Папа замолчал и вдруг посмотрел на меня как на старшую.

– Да, да, – сказала я. – Тебе надо выпить немного коньяка. Пойдем.

Мы прошли в гостиную.

Папа надавил на кнопку звонка около буфета. Через четверть минуты появился Генрих, но я сказала: «Спасибо, не надо». Он потоптался в дверях, поглядывая на папу, но папа в конце концов рукой подал ему знак «ступай!». Генрих ушел.

– Поневоле согласишься, – сказала я, открыв буфет, пытаясь разобраться среди стоявших там графинов и бутылок, полных на три четверти, а то и наполовину, – поневоле согласишься, что быть богатым и знатным человеком – сплошные хлопоты. Ну неужели, чтобы хлопнуть рюмочку, – я нарочно произнесла слова «хлопнуть рюмочку» с напором на «х», как говорят рыночные торговки «аххх, ты моя хххорошая!» – чтобы хлопнуть рюмочку, надо непременно звать камердинера, чтобы он подавал в хрустале и на серебре?

Я нарочно так говорила, чтобы сбить папу с грустных мыслей.

Кажется, мне это удалось.

– Что за выражения, Далли! – сказал он.

– Так народ говорит, – сказала я. – Говорит и делает.

Я прищурила глаз, прищелкнула языком и причмокнула губами, как будто только что хлопнула рюмочку крепчайшей сливянки.

– Боже! – сказал папа. – Может быть, ты тоже хлопаешь рюмочку? Втихаря? Мария ведь за тобой не следит, как Эжени?

Мария была моя новая горничная. Хотя на самом деле она была то ли Минни, то ли Милли, а может быть, Мицци. Она служила у нас уже второй год. Я ее не то чтобы не любила, но с госпожой Антонеску никакого сравнения.

– Мария за тобой не следит, – повторил папа, – и ты тут что? Прикладываешься помаленечку? Прикладываешься втихаря? – Он тоже сказал «втихххаря» с длинным «х» по-народному.
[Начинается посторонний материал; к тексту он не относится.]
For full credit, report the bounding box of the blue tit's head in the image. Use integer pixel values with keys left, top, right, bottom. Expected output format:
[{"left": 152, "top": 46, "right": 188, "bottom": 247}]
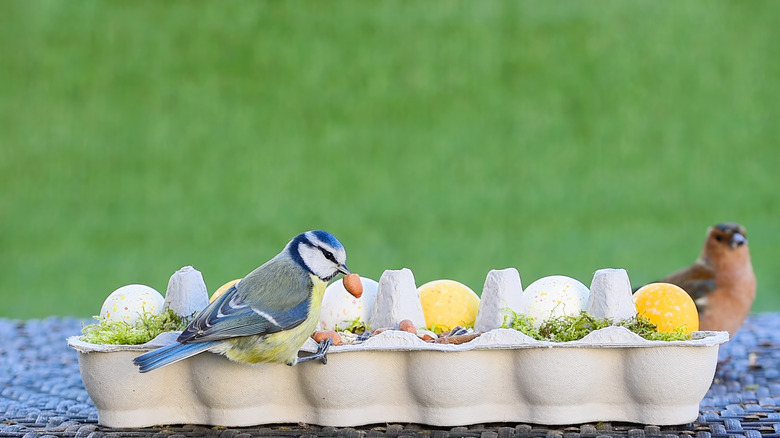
[{"left": 288, "top": 230, "right": 350, "bottom": 281}]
– Какой образцовый мещанский разговор, – сказала я, всплеснув руками и потом уперев их в бока, изображая мадам Пуцли из комических рисунков, которые публиковались в городской газете, в специальных приложениях. Были даже люди, которые их коллекционировали. – Сейчас ты меня будешь уличать, что я втихаря хлопаю рюмашку, как мадам Пуцли уличает своего бездельника Яноша. У тебя в кармане, наверное, есть нитка с узелком.

– Какая нитка? – Папа даже замотал головой от такого напора.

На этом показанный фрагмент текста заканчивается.